Snowflake Q2'23 earnings beat and raise

(I tend to agree with what Smorgasbord1 is saying here.)

The article points out that to Enterprise CEOs, Google Cloud simply has more risk than AWS or Azure. And Google itself isn’t setup well to compete: Kurian told the Wall Street Journal in 2019 that Google’s cloud sales team is around one-tenth to one-fifteenth the size of the sales forces at AWS and Microsoft Azure. “The two things customers tell us are: We love your technology. But we don’t have enough people from Google to assist us with your understanding of the technology and your understanding of our industry,” the CEO said during the Google Cloud Next conference that year.

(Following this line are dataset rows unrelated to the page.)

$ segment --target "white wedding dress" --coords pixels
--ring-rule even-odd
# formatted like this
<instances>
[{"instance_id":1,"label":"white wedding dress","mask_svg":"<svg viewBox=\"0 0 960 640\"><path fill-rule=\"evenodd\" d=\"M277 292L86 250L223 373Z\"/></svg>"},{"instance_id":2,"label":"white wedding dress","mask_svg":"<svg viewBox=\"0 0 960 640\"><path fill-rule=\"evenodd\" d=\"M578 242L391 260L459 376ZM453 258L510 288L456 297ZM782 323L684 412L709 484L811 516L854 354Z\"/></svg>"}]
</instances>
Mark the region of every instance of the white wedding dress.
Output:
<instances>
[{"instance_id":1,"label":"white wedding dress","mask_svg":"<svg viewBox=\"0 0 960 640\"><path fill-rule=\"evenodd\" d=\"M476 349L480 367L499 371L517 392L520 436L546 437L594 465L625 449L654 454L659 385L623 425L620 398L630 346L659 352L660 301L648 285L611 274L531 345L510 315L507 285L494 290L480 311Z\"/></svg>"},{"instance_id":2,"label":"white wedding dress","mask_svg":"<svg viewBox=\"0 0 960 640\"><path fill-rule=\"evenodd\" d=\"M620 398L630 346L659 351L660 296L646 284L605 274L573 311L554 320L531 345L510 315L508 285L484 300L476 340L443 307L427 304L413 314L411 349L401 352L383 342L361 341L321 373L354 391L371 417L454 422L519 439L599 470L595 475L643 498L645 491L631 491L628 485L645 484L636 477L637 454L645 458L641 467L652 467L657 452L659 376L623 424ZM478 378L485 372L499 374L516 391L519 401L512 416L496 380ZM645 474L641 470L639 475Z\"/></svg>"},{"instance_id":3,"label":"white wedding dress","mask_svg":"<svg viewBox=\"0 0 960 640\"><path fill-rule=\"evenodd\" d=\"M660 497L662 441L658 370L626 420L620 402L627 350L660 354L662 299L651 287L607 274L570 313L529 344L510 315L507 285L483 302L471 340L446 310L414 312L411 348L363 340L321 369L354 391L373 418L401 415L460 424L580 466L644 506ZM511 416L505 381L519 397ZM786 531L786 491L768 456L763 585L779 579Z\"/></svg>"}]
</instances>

But, I think the odds are stacked against Google. “If you want to get these late majority adopters to embrace the cloud in general and win them over to your cloud, you have to speak their language,” IDC’s Arend said. “It is about getting those late majority customers to choose Google, because the digital natives have already made their choice

Adding in:
Of all of the documentation I read, Google’s doc is among the toughest to keep track of, mentally. Everything is named “Google Cloud This” or “Google Cloud That” and even the acronyms line up similar as “GC…”. On top of that, it’s hard to read their doc and know whether what you read is “current” or obsolete, because Google just indexes everything and has algorithms supply additional links to the bottom of whatever doc page you are on. They seemingly have no limitations on providing links to old versions of doc. YouTube can be great for finding someone to show you how to do X, but watching videos to start to plan and re-design your infrastructure is not time-productive. So they need a lot of experienced people to go out and sell/support big customers, imo. And, that’s not really who Google is?